[Math] Why are the eigenvalues of a covariance matrix equal to the variance of its eigenvectors

covarianceeigenvalues-eigenvectorslinear algebramachine learningvariance

This assertion came up in a Deep Learning course I am taking. I understand intuitively that the eigenvector with the largest eigenvalue will be the direction in which the most variance occurs. I understand why we use the covariance matrix's eigenvectors for Principal Component Analysis.

However, I do not get why the eigenvectors' variance are equal to their respective eigenvalues. I would prefer a formal proof, but an intuitive explanation may be acceptable.
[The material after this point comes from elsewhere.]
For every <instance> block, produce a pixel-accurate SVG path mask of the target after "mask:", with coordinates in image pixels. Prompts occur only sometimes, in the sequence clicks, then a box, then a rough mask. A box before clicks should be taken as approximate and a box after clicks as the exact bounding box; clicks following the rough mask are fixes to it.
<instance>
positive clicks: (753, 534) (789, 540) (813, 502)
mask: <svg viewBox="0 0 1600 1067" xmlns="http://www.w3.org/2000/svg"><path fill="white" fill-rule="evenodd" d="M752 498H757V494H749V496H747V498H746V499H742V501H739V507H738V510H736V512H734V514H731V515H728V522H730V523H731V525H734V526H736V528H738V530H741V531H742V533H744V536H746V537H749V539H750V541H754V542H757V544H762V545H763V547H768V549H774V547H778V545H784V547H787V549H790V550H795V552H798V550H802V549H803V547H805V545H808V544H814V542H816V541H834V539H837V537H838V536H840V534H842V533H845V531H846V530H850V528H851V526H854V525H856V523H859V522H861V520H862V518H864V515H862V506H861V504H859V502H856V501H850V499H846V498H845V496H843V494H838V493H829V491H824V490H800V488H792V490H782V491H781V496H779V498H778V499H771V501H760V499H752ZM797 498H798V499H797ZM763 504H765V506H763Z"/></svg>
(Note: this is not a duplicate of this question.)

Best Answer

Here's a formal proof: suppose that $v$ denotes a length-$1$ eigenvector of the covariance matrix, which is defined by $$ \Sigma = \Bbb E[XX^T] $$ Where $X = (X_1,X_2,\dots,X_n)$ is a column-vector of random variables with mean zero (which is to say that we've already absorbed the mean into the variable's definition). So, we have $\Sigma v = \lambda v$ (for some $\lambda \geq 0$), and $v^Tv = 1$.

Now, what do we really mean by "the variance of $v$"? $v$ is not a random variable. Really, what we mean is the variance of the associated component of $X$. That is, we're asking about the variance of $v^TX$ (the dot product of $X$ with $v$). Note that, since the $X_i$s have mean zero, so does $v^TX$. We then find $$ \Bbb E([v^TX]^2) = \Bbb E([v^TX][X^Tv]) = \Bbb E[v^T(XX^T)v] = v^T\Bbb E(XX^T) v \\ = v^T\Sigma v = v^T\lambda v = \lambda(v^Tv) = \lambda $$ and this is what we wanted to show.